HD Down Under
By: Izelle Labuschagne, PhD
Approximately 1,200 Australians have HD and 6,000 people are at risk1. HD got its start in our island state of Tasmania, where it was first introduced in 1842 by a woman from Somerset, England, who had 13 children, 11 of whom carried the HD gene.
The 1970s in Australia saw significant early developments for HD, thanks to psychiatrist and educator Professor Edmond Yu-Kuen Chiu. In 1972, Professor Chiu envisioned a plan that would eventually result in the opening of the first HD clinic in Australia at the Royal Melbourne Hospital, followed by his establishment in 1973 of the Australian HD Association. Since then, many more clinical services for HD have been established in other Australian states.
Our largest HD research efforts come from Melbourne-based researchers. Biochemist Dr. Danny Hatters from the University of Melbourne’s Bio21 Institute leads a team studying how clumps of huntingtin (Htt) form, and their role in disease pathogenesis. Dr Hatters’ group has developed tools for dissecting how Htt clumps accumulate at the molecular level. For example, sedimentation velocity analysis can measure the size and heterogeneity of all Htt molecules in a cell extract2, 3. Another more recently developed method can, for the first time, separate and recover cells enriched with mutant Htt in dispersed patterns relative to Htt in inclusions4, which allows detailed study of the aggregation and clumping process and how it relates to biological functioning of the cells that contain mutant Htt (Figure 1).

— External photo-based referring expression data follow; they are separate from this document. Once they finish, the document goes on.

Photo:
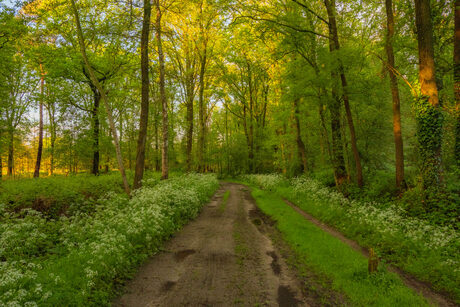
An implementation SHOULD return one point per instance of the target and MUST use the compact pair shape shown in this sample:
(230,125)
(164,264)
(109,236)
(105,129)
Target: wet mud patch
(181,255)
(286,297)
(276,267)
(168,286)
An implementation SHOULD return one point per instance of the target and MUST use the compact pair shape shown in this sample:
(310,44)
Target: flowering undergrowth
(78,260)
(430,252)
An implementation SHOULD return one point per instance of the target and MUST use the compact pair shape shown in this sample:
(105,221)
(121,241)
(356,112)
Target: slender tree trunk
(300,144)
(330,7)
(164,102)
(201,111)
(140,156)
(457,80)
(11,152)
(95,81)
(1,160)
(189,132)
(399,153)
(96,128)
(40,125)
(428,113)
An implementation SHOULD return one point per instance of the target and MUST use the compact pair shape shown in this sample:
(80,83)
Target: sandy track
(219,259)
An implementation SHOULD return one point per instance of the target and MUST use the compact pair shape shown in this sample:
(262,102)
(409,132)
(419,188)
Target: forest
(121,119)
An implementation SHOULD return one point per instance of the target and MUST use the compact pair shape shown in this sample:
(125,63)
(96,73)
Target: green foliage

Professor Anthony Hannan and his team at the Florey Institute of Neuroscience and Mental Health in Melbourne have made exciting discoveries using the R6/1 transgenic mouse model of HD. A key discovery from their work was the finding that environmental enrichment has beneficial effects on the development of HD in the transgenic mice. Environmental enrichment resulted in a delay in onset and a slowing of disease progression in the mice5, and it also resulted in the rescue of abnormal stress response in the adrenal cells6 (Figure 2). Furthermore, increased physical activity delayed motor onset and slowed cognitive decline7. Hannan’s team was the first to demonstrate the beneficial effects of environmental stimulation in a genetic model of a brain disorder. These, and other findings from Hannan’s lab, provide a biological foundation for the potential of environmental enrichment as a treatment option for HD.
Our focus at Monash University in Melbourne is on clinical studies assessing cognition and structural brain changes in HD. Our work is well-integrated with the largest HD clinic in the state, run by Dr. Andrew Churchyard at the Calvary-Bethlehem Hospital.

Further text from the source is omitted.